Prólogo

Poe nació en Baltimore en 1813. Pero no murió. Goza del dudoso privilegio de haber sido adoptado por una veleidosa matrona: la posteridad. Lo meció en sus brazos hasta nuestros días, pero no siempre se mostró maternal. Inicialmente, seducida e incestuosa, le proporcionaba a su hora el biberón de gloria, o de bourbon, tanto da, hasta que, cansada de acunarlo en su regazo, dejó de ser la madre protectora para abandonarlo a la merced de la marejada de las modas. Hubo quien dijo entonces (Poe par lui même, Ed. du Seuil, París) que Edgar Allan Poe era sólo un autor para niños. Tamaño imbécil de cuyo nombre no quiero acordarme ignoraba que los genios siempre son niños, niños borrachos para más señas, y que únicamente los niños y los borrachos dicen lo que sienten.

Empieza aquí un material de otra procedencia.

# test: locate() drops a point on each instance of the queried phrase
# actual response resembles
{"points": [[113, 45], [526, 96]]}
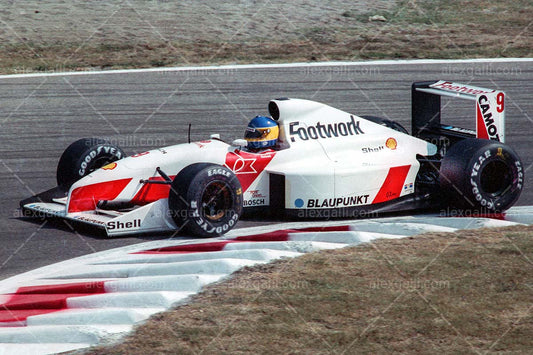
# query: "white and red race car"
{"points": [[328, 163]]}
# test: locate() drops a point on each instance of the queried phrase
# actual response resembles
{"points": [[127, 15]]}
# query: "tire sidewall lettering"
{"points": [[476, 170]]}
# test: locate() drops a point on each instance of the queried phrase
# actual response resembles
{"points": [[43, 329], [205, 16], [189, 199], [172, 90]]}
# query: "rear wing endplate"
{"points": [[426, 107]]}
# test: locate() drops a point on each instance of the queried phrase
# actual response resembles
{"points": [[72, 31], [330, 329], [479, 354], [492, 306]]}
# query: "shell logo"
{"points": [[391, 143], [110, 166]]}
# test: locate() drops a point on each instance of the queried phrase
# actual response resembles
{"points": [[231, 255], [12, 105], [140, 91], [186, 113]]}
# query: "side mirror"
{"points": [[241, 143]]}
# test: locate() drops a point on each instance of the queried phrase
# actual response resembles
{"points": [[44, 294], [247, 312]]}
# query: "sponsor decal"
{"points": [[520, 175], [115, 225], [337, 202], [391, 143], [140, 154], [485, 118], [218, 171], [372, 149], [324, 131], [393, 184], [458, 129], [85, 197], [90, 220], [254, 202], [408, 188], [110, 166], [208, 227], [459, 88], [475, 189], [256, 194], [248, 166]]}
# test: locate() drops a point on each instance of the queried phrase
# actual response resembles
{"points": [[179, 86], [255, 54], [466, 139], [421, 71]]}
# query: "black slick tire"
{"points": [[84, 156], [481, 175], [205, 200]]}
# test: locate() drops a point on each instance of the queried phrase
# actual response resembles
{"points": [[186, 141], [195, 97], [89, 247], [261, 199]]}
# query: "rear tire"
{"points": [[206, 200], [481, 175], [83, 157]]}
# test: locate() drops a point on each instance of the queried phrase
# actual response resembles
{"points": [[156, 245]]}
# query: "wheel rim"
{"points": [[216, 200], [495, 178]]}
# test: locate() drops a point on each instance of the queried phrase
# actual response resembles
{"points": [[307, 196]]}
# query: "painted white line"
{"points": [[98, 298], [273, 66]]}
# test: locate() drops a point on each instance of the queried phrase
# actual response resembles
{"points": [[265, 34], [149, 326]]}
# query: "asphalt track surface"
{"points": [[41, 116]]}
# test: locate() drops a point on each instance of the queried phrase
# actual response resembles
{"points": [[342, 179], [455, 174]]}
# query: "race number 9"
{"points": [[500, 102]]}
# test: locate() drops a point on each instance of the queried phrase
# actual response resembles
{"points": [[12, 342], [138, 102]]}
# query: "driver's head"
{"points": [[262, 132]]}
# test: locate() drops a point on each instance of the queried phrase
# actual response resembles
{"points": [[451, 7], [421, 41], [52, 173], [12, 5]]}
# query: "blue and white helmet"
{"points": [[262, 132]]}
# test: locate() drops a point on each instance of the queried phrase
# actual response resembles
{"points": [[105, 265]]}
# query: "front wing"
{"points": [[154, 217]]}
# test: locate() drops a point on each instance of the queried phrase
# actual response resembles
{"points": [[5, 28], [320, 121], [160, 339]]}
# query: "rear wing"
{"points": [[426, 109]]}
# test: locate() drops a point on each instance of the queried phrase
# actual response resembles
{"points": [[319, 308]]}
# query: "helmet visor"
{"points": [[256, 133]]}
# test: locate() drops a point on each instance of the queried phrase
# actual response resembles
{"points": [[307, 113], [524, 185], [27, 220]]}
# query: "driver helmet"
{"points": [[262, 132]]}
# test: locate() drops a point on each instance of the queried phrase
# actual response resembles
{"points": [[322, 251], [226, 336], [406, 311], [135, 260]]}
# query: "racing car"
{"points": [[326, 163]]}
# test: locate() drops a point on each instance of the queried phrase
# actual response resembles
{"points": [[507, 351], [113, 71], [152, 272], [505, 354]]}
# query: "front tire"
{"points": [[83, 157], [481, 175], [205, 200]]}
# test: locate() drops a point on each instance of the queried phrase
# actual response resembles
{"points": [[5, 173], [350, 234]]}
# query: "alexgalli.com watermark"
{"points": [[409, 285], [342, 70], [482, 70], [267, 284], [136, 141]]}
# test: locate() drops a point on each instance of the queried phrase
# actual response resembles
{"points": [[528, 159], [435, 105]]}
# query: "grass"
{"points": [[463, 292], [414, 29]]}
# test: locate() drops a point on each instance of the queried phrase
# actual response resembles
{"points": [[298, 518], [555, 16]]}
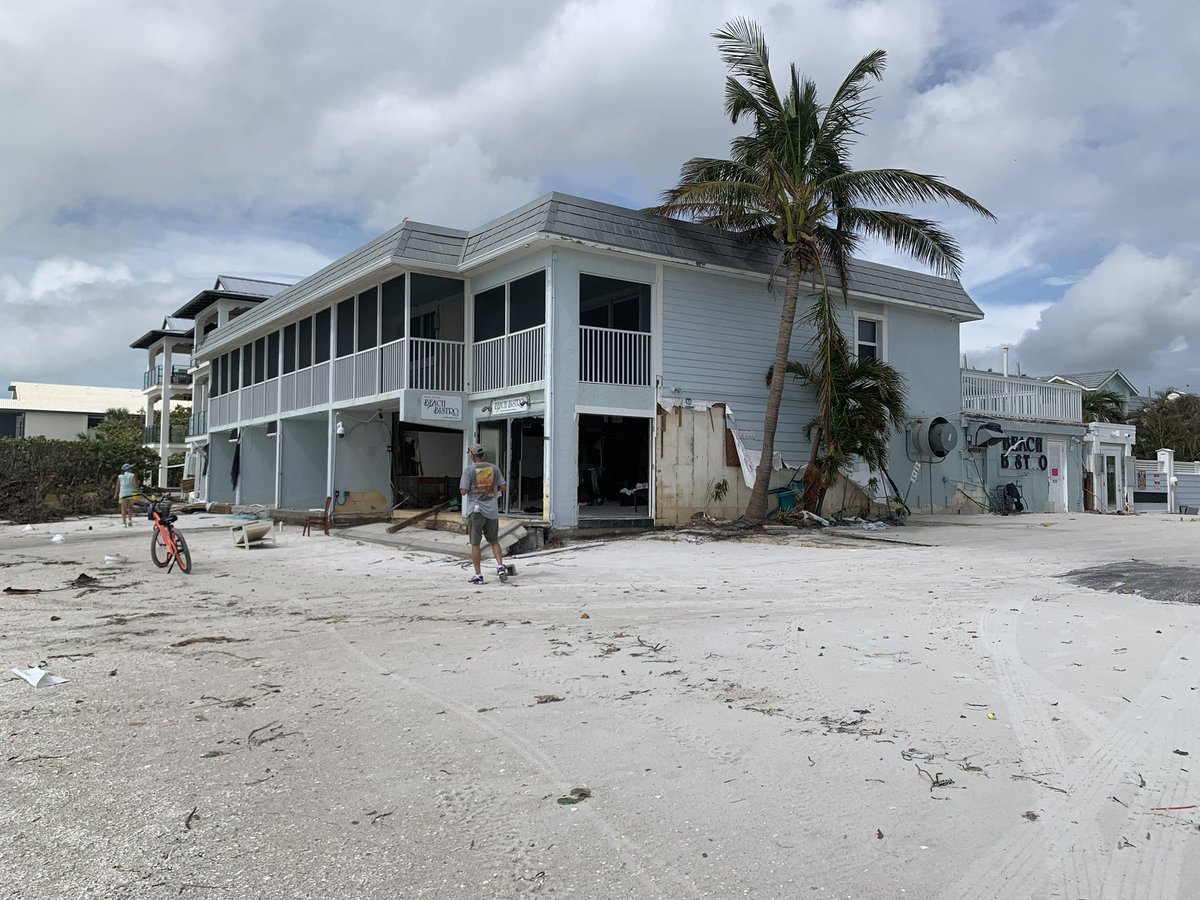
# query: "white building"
{"points": [[60, 411]]}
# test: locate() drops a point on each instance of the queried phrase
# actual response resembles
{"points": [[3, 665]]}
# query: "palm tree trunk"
{"points": [[756, 510]]}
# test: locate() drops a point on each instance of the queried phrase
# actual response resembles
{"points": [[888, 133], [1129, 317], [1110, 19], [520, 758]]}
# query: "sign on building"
{"points": [[441, 408]]}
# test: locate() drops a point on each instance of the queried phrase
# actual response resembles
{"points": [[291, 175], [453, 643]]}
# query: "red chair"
{"points": [[318, 517]]}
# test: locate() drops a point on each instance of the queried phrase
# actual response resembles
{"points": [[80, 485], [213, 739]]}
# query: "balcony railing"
{"points": [[179, 375], [610, 355], [510, 360], [151, 436], [1019, 397]]}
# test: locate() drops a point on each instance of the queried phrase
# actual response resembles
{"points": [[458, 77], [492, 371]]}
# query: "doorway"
{"points": [[517, 448], [613, 467], [1056, 459], [426, 462]]}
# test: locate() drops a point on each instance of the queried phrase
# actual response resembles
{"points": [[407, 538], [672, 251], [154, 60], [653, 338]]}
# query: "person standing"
{"points": [[480, 486], [126, 485]]}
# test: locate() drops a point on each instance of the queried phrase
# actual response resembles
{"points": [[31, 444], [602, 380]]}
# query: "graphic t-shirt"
{"points": [[125, 484], [481, 481]]}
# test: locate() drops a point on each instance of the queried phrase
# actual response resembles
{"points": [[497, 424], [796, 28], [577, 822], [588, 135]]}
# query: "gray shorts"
{"points": [[481, 527]]}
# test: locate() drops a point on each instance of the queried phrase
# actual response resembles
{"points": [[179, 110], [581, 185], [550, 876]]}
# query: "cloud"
{"points": [[1134, 311]]}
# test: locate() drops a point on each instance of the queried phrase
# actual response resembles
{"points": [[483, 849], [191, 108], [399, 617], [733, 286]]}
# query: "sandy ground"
{"points": [[791, 717]]}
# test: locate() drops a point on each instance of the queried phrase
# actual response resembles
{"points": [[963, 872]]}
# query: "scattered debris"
{"points": [[936, 779], [39, 677], [577, 795]]}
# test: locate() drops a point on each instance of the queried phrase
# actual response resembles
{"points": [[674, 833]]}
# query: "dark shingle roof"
{"points": [[574, 219]]}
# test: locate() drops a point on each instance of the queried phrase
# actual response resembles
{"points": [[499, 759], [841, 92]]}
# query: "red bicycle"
{"points": [[167, 546]]}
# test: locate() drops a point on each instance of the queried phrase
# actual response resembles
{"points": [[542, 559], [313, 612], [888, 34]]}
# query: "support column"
{"points": [[1167, 466], [165, 420]]}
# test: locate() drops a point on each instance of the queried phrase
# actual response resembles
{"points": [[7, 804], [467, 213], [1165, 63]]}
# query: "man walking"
{"points": [[481, 484]]}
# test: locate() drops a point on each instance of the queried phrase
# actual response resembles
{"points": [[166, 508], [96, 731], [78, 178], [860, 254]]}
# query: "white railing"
{"points": [[343, 378], [435, 365], [288, 393], [487, 364], [527, 355], [271, 401], [610, 355], [366, 372], [319, 389], [1021, 397], [391, 357]]}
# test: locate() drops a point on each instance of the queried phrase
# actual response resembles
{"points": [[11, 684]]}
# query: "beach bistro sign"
{"points": [[1024, 454], [441, 408]]}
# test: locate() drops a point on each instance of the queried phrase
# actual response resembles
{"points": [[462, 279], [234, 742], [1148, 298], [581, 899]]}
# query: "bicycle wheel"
{"points": [[159, 550], [183, 555]]}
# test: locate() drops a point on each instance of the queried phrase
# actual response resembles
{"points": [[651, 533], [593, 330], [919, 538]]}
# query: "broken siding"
{"points": [[718, 342]]}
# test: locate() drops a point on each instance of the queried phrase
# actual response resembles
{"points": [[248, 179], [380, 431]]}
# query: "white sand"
{"points": [[372, 729]]}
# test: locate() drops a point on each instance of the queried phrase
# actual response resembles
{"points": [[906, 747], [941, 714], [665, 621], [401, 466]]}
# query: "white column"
{"points": [[1167, 466], [165, 421]]}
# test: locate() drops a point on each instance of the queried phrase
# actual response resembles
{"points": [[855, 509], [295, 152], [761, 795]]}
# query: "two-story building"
{"points": [[611, 361], [173, 377]]}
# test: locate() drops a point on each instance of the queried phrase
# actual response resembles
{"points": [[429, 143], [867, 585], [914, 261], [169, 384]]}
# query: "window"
{"points": [[273, 354], [367, 324], [259, 360], [305, 349], [611, 303], [393, 312], [322, 323], [527, 303], [346, 328], [490, 313], [868, 337], [289, 349]]}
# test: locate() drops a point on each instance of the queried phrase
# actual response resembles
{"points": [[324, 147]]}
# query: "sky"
{"points": [[149, 145]]}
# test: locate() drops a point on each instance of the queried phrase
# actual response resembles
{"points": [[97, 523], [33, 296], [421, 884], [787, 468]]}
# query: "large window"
{"points": [[367, 325], [322, 322], [611, 303], [393, 310], [346, 328], [527, 303], [490, 313], [305, 349], [289, 349]]}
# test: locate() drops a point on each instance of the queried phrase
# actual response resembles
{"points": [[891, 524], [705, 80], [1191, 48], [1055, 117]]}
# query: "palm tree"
{"points": [[1103, 407], [869, 406], [789, 184]]}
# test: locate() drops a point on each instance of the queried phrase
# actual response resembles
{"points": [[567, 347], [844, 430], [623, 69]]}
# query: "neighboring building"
{"points": [[60, 411], [1025, 432], [611, 361], [1109, 381], [172, 378]]}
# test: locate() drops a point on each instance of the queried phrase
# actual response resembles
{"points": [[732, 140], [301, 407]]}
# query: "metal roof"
{"points": [[29, 396], [562, 216], [151, 337]]}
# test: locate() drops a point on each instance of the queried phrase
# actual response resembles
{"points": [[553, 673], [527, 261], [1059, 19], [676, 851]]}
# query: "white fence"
{"points": [[609, 355], [1019, 397]]}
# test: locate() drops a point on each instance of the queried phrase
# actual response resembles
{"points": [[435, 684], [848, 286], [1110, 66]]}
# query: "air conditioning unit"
{"points": [[934, 438]]}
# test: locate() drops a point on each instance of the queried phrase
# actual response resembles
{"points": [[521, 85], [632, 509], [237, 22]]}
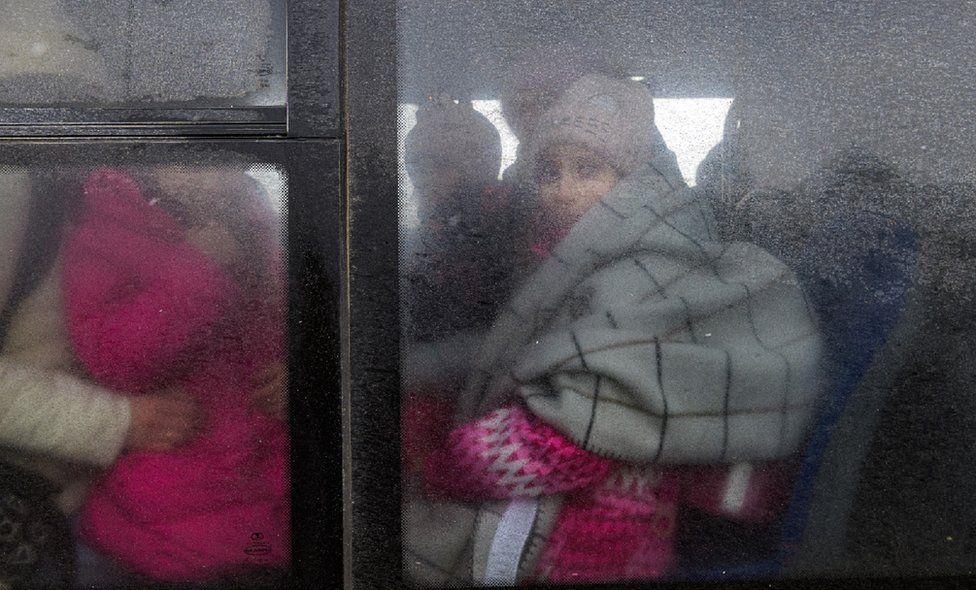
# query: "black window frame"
{"points": [[310, 85]]}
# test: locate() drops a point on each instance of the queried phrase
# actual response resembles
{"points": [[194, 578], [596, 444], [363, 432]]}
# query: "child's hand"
{"points": [[270, 393], [216, 242], [163, 421]]}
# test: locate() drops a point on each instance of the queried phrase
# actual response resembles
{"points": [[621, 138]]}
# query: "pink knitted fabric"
{"points": [[510, 453], [622, 529], [145, 310], [617, 522]]}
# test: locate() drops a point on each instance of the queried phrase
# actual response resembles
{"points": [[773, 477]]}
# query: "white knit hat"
{"points": [[614, 118], [453, 133]]}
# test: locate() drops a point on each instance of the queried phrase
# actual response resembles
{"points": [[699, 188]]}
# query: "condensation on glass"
{"points": [[143, 371], [214, 53], [686, 291]]}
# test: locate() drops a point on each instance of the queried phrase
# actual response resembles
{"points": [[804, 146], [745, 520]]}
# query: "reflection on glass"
{"points": [[122, 52], [144, 374]]}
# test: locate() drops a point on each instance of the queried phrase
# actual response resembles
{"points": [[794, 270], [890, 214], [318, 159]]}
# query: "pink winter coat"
{"points": [[145, 311]]}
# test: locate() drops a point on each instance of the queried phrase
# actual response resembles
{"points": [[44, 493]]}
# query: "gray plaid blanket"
{"points": [[645, 339]]}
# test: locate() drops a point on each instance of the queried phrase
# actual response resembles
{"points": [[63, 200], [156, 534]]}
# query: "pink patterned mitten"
{"points": [[510, 453]]}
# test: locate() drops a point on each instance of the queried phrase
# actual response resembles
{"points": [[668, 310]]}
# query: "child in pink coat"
{"points": [[161, 298]]}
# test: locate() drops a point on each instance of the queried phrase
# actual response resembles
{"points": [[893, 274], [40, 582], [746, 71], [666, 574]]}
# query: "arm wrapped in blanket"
{"points": [[643, 339]]}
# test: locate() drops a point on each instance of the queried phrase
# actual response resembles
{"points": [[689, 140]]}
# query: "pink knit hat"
{"points": [[614, 118]]}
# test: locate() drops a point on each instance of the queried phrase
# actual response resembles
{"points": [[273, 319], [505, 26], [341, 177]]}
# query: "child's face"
{"points": [[571, 179], [198, 192]]}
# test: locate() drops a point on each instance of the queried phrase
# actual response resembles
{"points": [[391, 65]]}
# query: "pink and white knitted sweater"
{"points": [[617, 521]]}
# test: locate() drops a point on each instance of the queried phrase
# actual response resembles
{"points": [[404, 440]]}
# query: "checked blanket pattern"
{"points": [[642, 339]]}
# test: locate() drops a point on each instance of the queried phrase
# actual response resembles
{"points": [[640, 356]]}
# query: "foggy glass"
{"points": [[836, 139], [120, 52]]}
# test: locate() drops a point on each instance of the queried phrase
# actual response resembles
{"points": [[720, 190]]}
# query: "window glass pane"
{"points": [[685, 290], [143, 371], [119, 52]]}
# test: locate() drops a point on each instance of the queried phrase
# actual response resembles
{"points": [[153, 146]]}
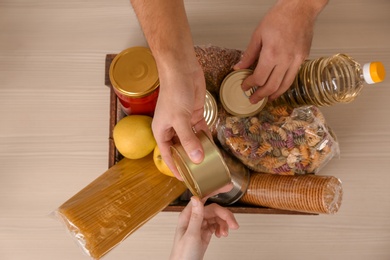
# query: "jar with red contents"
{"points": [[134, 77]]}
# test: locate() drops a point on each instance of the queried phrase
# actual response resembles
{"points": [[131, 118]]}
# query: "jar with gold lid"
{"points": [[134, 78]]}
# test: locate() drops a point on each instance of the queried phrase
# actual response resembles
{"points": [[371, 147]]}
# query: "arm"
{"points": [[280, 43], [182, 84]]}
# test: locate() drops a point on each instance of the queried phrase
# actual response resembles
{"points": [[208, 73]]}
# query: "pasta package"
{"points": [[279, 140], [116, 204]]}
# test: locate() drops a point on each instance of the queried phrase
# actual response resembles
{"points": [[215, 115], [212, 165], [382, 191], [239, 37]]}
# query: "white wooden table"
{"points": [[54, 111]]}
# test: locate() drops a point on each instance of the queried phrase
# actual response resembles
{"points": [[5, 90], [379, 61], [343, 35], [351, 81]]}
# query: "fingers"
{"points": [[287, 80], [190, 142], [222, 215]]}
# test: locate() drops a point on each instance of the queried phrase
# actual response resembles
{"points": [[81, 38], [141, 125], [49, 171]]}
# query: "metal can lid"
{"points": [[234, 99], [206, 177], [210, 112], [133, 72]]}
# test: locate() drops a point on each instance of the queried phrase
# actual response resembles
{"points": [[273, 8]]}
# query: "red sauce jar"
{"points": [[134, 77]]}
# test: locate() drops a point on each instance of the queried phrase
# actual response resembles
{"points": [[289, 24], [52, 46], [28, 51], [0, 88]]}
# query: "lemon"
{"points": [[160, 163], [133, 136]]}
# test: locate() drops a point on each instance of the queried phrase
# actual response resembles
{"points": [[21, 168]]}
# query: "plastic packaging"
{"points": [[116, 204], [329, 80], [279, 140], [304, 193]]}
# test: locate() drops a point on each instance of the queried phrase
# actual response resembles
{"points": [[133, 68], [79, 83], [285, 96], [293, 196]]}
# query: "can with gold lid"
{"points": [[206, 177], [234, 100], [134, 77]]}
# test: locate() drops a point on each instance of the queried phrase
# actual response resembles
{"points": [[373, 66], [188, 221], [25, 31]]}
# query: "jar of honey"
{"points": [[134, 78]]}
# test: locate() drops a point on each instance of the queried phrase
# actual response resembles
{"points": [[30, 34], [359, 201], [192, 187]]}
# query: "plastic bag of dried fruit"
{"points": [[279, 140]]}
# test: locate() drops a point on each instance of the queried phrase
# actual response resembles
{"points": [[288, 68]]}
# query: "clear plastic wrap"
{"points": [[304, 193], [116, 204], [279, 140]]}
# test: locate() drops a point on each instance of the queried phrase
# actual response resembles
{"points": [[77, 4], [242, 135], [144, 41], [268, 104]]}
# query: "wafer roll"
{"points": [[304, 193]]}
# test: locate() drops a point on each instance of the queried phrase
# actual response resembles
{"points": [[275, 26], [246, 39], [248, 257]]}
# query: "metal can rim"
{"points": [[193, 174], [223, 102]]}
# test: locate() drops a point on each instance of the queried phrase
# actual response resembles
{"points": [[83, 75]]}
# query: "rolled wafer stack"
{"points": [[304, 193]]}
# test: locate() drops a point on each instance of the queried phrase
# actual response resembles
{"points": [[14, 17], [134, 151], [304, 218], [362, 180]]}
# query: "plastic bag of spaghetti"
{"points": [[279, 140]]}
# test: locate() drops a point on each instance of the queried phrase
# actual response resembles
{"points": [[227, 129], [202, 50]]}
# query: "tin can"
{"points": [[134, 77], [206, 177], [236, 101], [240, 175], [210, 112]]}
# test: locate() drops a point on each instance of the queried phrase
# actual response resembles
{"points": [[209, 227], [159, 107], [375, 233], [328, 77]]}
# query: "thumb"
{"points": [[190, 143], [197, 214], [250, 55]]}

O sea, la verdad, Edgar Allan Poe tenía eso que nuestro Claudio Rodríguez ha dado en denominar el don de la ebriedad. Una suprema lucidez que sólo los místicos y los poetas, valga la redundancia, alcanzan. Poe era un poeta, su propio nombre casi lo enuncia. Y su misticismo, revestido de cosmogonía, deviene lógica fulgurante remando entre la intuición y el intelecto, para convertirse en auténtica aventura de narrador. Penalizar a Poe como a Stevenson, por su inocencia, es una burda manera de tratar de conjurar, en vano, el vértigo que suscita en los que, borrachos o no, todavía perseguimos al niño que un día fuimos para volver a formular las preguntas a las que nuestros mayores nunca respondieron y experimentar los miedos que ellos, hipócritamente, fingían haber superado. La carta que buscamos está sobre la mesa, y en este libro, pero el sobre sigue cerrado. Nadie osará abrirlo porque contiene un secreto que puede acarrear la destrucción. Ésa es la causa de nuestro muy racional terror. Y también el desafío.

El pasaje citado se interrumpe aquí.